Dictionary of National Biography lists:-

  • John Francis O’Donnell [see infra].
  • Calvagh O’Donnell (d.1566), lord of Tyrconnel, son of Manus, claimed leadership 1547, reconciled to his father by lord-deputy 1549, removed to Scotland and returned with assistance 155, captured and usurped father, reconciled to English, 1558, surprised and captured by Shane O’Neill 1561, released 1594, solicited help from Elizabeth in London, returned and restored by Sir Henry Sidney 1566; Hugh Balldearg (d.1704), soldier of fortune, property in Spain raised 10,000 men for Tyrconnel, quarrelled, joined Williamites, and contrib. to fall of Sligo, fought for Austria, became major-gen. in Spanish Army; Hugh Roe O’Donnell [see infra].
  • Hugh O’Donnell, aka Hugh Roe O’Donnell, or Red Hugh O’Donnell (?1571-1602) [see infra].

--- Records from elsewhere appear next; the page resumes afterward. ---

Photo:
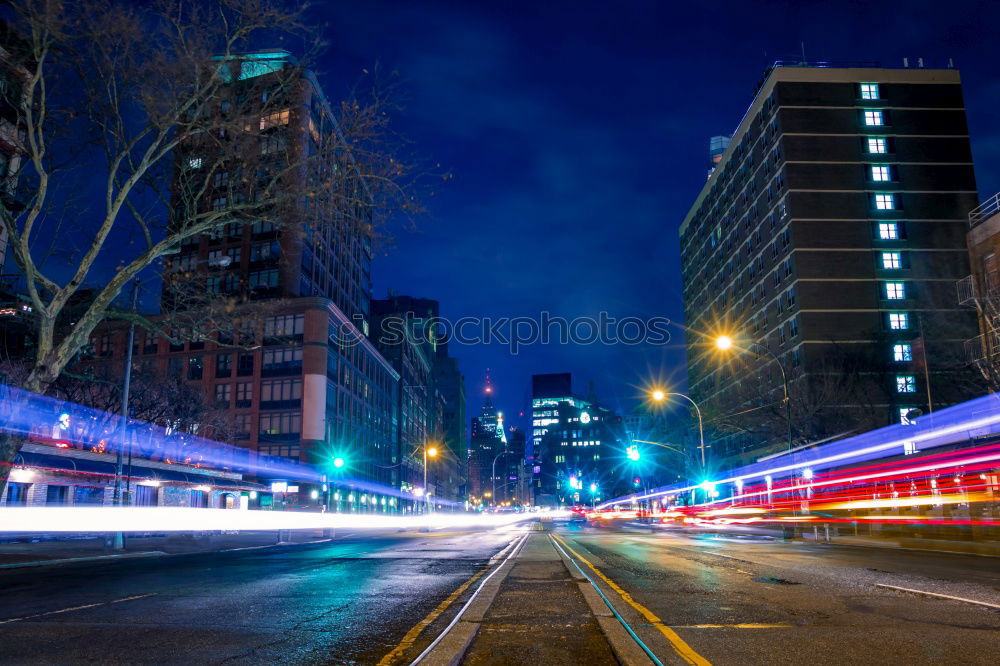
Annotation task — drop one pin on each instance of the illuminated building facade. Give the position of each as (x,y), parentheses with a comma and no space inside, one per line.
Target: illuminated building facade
(830,236)
(578,444)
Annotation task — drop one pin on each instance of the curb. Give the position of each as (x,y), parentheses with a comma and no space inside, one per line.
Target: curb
(148,554)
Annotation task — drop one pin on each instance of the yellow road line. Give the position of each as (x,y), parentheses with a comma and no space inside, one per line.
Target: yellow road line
(685,651)
(743,625)
(411,636)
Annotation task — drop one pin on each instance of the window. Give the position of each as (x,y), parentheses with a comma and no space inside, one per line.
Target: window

  • Manus O’Donnell (d.1564), lord of Tyrconnel, deputy-gov. of Tyrconnel, 1510, forced into alliance with O’Neill by quarrels with his brothers, chief 1537, invaded Pale with O’Neill 1539, routed and submitted 1541, released brothers at wish of St Leger 1542, attacked by Calvagh O’Donnell 1548 [as above], built castle of Portnatrynod where the Life of St Columcille was completed under his direction.
  • Mary Stuart O’Donnell (fl.1632), dg. Rory O’Donnell, escaped from her grandmother in male clothing, suspected at Bristol, reached Brussels, continued adventures as a man, m. O’Gallagher.
  • Sir Niall Garv O’Donnell (1569-1626), gs. of Calvagh; opposed his cousin Owen Roe as chief, promised Tyrconnel by Dowcra 1600, took Lifford and Donegal from his O’Neill, and opposed Cahir O’Dogherty as lord of Inisowen, causing himself to be inaugurated chief 1602, pardoned in London, and arrested for complicity in O’Dogherty’s rebellion 1608, not convicted by jury, died in Tower.
  • Rory O’Donnell (1575-1608), first earl of Tyrconnel, gs. of Manus, br. of Owen Roe, chief figure after flight of earls 1602, created earl 1603, granted Donegal 1604, aimed at independence and divulged plan to seize Dublin to Richard Nugent, and left Ireland on finding his speeches were known 1607, landed in France with Earl of Tyrone and others 1607, travelled to Brussels and Louvain, and finally to Rome, where he was well received but died of fever, put religious disabilities foremost in statement of grievances, cleared the way for Ulster settlement by his flight.